席に座り、既にものすごい勢いで飯を平らげている武さんに聞く。

「んあ、なんだ光太、オメェ知らんでやってたのか?あ~、たしか今回は奴さんの方で作った・・・何たら装置ってのの回収だったな。」

 何とか装置って・・・まぁ、下っ端の俺が聞いてもわからんか。と思い他のことを聞く。

「奥さん、大丈夫なんすか?確か五カ月っすよね。」

そういうと武さんは顔を綻ばせ、嬉しそうに話し始める。

「ああ、今から子供を見るのが楽しみでしょうがねぇ。金も稼いで楽させなきゃな。」

「でも、奥さんに仕事の事話してないんすよね?まぁ、たしかにあんま人に言えない仕事っすけど。」

「まぁ・・・な」
これまでの嬉しそう顔は消え、暗い顔で考えこんでしまった。内心この話題は出すんじゃなかったと思いつつも今までのことを振り返る。

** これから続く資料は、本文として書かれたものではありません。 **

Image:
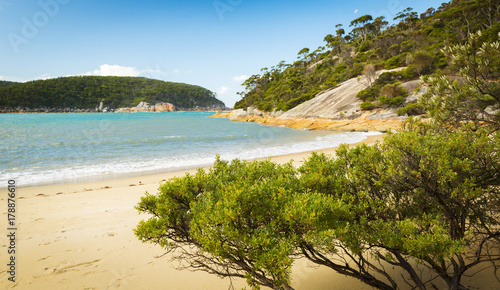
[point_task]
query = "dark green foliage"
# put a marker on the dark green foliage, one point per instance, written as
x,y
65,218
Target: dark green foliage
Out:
x,y
423,204
393,76
6,84
424,200
396,61
367,106
392,95
372,42
369,94
86,92
412,109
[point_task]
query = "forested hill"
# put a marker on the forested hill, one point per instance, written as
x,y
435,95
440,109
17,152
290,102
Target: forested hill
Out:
x,y
414,41
87,92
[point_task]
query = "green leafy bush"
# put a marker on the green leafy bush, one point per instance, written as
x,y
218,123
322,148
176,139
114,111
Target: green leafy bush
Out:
x,y
393,95
368,94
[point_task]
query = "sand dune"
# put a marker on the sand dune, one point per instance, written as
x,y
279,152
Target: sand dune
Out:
x,y
79,236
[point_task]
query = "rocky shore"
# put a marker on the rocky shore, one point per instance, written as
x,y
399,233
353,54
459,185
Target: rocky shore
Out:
x,y
364,123
141,107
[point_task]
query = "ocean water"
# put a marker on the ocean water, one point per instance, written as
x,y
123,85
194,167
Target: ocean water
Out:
x,y
38,149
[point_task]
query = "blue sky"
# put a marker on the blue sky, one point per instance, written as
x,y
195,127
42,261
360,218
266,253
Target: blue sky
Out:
x,y
212,43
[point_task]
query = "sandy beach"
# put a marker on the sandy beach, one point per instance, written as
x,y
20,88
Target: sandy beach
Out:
x,y
79,236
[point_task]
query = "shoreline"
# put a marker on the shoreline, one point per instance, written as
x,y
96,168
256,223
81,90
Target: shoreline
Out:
x,y
79,236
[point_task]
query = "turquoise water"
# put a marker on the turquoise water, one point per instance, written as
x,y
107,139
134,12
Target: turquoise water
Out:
x,y
38,149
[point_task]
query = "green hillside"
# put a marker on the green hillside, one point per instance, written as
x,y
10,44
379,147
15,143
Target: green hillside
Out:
x,y
415,41
86,92
6,84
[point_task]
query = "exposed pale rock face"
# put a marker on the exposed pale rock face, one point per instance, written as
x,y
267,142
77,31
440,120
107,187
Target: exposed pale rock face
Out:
x,y
336,109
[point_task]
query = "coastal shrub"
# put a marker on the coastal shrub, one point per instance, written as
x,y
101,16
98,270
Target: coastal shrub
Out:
x,y
426,198
396,61
367,106
412,109
392,95
368,94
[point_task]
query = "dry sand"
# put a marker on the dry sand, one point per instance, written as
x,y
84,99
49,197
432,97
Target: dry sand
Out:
x,y
79,236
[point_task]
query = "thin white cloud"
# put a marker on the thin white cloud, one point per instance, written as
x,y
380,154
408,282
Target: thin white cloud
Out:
x,y
120,71
43,77
222,90
240,79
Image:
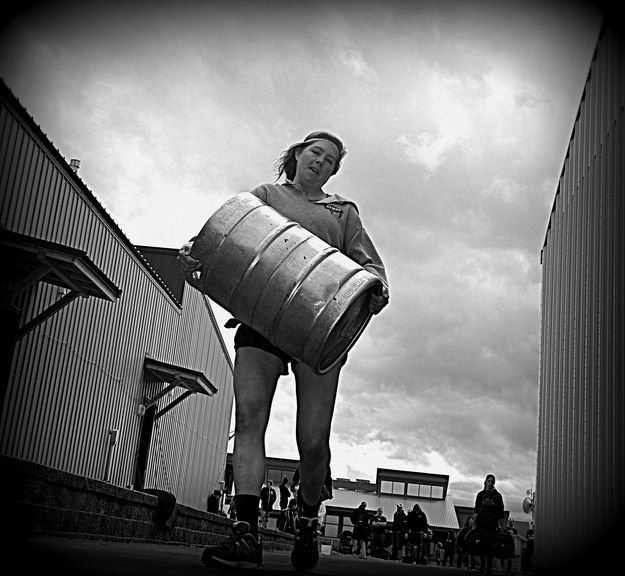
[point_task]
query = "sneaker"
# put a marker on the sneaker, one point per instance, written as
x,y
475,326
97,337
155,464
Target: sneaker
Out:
x,y
241,550
305,554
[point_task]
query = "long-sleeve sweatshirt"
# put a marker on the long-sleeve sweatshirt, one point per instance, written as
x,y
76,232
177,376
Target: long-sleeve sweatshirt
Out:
x,y
332,218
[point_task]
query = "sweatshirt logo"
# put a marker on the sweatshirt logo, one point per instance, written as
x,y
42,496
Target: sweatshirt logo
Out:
x,y
334,210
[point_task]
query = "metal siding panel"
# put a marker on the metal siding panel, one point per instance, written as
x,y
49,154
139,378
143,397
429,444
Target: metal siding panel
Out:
x,y
80,373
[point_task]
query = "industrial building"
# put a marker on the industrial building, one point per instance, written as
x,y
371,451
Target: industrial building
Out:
x,y
581,432
112,367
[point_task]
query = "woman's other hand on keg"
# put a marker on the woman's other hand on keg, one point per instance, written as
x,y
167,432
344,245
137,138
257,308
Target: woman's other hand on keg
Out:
x,y
186,263
379,298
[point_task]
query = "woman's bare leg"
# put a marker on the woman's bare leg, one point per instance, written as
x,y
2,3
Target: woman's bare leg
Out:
x,y
316,396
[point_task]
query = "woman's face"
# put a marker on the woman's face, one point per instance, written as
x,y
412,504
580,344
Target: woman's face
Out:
x,y
315,163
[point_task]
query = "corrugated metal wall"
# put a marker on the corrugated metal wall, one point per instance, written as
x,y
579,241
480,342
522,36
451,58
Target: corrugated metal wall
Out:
x,y
80,373
580,474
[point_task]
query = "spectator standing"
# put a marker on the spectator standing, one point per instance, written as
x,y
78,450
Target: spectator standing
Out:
x,y
267,500
450,548
378,533
362,529
213,501
232,510
290,526
417,527
399,529
285,495
464,554
488,514
527,559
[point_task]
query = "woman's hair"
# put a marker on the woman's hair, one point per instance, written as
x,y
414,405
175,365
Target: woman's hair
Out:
x,y
288,162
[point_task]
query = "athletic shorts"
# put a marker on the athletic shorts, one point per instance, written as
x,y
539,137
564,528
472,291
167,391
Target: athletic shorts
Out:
x,y
245,336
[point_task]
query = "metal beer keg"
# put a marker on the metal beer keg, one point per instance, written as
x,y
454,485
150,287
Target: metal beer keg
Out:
x,y
303,295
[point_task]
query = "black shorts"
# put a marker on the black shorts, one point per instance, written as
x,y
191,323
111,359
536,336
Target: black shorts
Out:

 突然だが、この食堂はどこにあるか。それから話さなくてはならない。
 その答えだが、ここは日本の都心近くの地下にある。
 なぜ地下か・・・人にはあまり言えないことをする組織。一言でいうと悪の組織の本部がここである。
 もちろん地上には悪の組織に付き物な正義の味方(ヒーロー)の本部もある。
 ちなみにこっち目標は建前は世界は一つに纏まるべきでそれは我々が遂行すべき~とか言ってるが要は悪の組織らしく『世界征服』らしい。
 正義側は『皆を幸せにするために』というのがスローガンらしい。実現すれば素晴らしいが所詮夢。あり得ない話だ。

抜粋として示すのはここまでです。